Recensione di Nicola Vacca pubblicata in nicolavacca.splinder.com
In questi tempi caotici il poeta deve saper leggere le cose del mondo. Lo scrittore di versi ha il dovere di tuffarsi nella vita vissuta per chiedere conto alla realtà di tutti i dilemmi dell’essere.
Stefano Bianchi si interroga con ironia sulla quotidianità, entrando con la schiettezza della parola nuda nel mondo malfermo delle relazioni umane, sempre minacciate da una precarietà che disarma.
Le mie scarpe son sporche di sabbia anche d’inverno (Fara Editore pagine 52, 9 euro) è il suo nuovo libro che consiglio vivamente di leggere a tutti coloro che hanno un rapporto embrionale con la poesia.
Stefano attraversa il vissuto con una rara naturalezza di poeta che spiazza il lettore. La sua poesia funziona. Noi che la leggiamo siamo da subito parte integrante di quel vissuto che il poeta fotografa, non smettendo mai di essere guardiano interiore dei fatti, della realtà e di quell’essere tempo che scorre.
Mi piace moltissimo la poesia di Stefano Bianchi perché egli sa sporcarsi le mani con la vita.
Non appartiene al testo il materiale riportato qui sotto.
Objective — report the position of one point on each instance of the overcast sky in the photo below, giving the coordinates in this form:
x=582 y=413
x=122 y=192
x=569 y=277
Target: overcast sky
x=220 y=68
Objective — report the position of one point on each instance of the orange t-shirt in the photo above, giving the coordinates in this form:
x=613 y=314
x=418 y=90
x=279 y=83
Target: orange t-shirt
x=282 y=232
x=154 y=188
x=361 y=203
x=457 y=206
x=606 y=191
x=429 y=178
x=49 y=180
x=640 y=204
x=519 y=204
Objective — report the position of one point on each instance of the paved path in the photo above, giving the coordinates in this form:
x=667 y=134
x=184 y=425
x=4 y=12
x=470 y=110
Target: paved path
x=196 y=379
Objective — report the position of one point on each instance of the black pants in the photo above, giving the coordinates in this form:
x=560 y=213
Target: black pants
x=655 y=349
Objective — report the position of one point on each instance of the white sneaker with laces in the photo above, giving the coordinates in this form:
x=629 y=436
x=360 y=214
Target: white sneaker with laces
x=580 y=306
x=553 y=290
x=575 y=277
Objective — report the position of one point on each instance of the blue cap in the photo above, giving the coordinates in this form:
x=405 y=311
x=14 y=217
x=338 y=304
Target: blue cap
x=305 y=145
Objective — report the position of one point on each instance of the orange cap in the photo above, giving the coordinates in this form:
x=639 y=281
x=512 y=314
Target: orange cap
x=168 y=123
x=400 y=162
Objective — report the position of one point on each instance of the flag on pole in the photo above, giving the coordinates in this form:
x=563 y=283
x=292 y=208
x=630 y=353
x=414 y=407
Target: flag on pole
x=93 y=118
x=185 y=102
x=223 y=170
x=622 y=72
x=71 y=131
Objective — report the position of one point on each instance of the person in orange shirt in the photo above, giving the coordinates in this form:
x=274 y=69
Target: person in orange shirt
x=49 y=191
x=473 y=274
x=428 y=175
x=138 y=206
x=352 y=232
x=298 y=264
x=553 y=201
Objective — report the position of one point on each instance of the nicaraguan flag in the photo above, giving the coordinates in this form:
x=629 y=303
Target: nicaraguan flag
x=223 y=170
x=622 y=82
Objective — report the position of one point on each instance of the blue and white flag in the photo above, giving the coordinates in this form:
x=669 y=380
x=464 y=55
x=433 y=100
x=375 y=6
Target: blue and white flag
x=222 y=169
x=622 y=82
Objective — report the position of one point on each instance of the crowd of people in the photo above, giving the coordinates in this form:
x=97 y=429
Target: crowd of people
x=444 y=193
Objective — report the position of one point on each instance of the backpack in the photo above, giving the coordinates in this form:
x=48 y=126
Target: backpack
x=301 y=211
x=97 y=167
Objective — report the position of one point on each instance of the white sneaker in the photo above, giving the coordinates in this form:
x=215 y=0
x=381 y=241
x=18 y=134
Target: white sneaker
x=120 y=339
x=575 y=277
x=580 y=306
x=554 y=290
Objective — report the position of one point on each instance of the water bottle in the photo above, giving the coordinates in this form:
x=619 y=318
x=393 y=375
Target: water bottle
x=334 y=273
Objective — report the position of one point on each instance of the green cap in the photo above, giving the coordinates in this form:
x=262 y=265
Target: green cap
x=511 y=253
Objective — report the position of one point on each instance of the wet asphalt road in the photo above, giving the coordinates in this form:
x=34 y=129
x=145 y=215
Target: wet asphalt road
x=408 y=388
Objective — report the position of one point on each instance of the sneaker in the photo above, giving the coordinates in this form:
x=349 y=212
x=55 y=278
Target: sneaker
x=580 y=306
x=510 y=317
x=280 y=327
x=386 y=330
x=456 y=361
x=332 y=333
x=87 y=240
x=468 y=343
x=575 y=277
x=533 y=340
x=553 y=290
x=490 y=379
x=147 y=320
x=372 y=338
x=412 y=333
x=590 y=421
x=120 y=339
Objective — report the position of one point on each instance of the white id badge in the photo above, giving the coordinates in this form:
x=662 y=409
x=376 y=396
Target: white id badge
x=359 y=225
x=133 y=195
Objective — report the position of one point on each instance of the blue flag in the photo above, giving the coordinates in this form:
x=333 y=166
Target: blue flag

Nasce da questa commistione con un quotidiano fatto di persone e sentimenti l’autenticità di Stefano Bianchi che scrive versi umani troppo umani per inventare gli stati d’animo che ognuno di noi prova nella vita che siamo costretti a consumare per sopravvivere. «Il mattino mi sveglia, / il lavoro le altre cose mi chiamano / di corsa coi compagni / dell’usato sogno / che da sempre ci imprigiona».
La parola per il nostro poeta è il modo più efficace per fare i conti con la sostanza dei giorni che viviamo.
Bianchi invita i suoi simili ad aprire gli occhi sulla vita vissuta. Perché se dimentichiamo che siamo fatti di ricordi e di memoria, il nostro presente non ci dirà mai realmente chi siamo e chi saremo.
Se il grande Ungaretti ci diceva che la morte si sconta vivendo, Stefano Bianchi ci racconta che soltanto la semplicità di un gesto potrà condurci alla salvezza.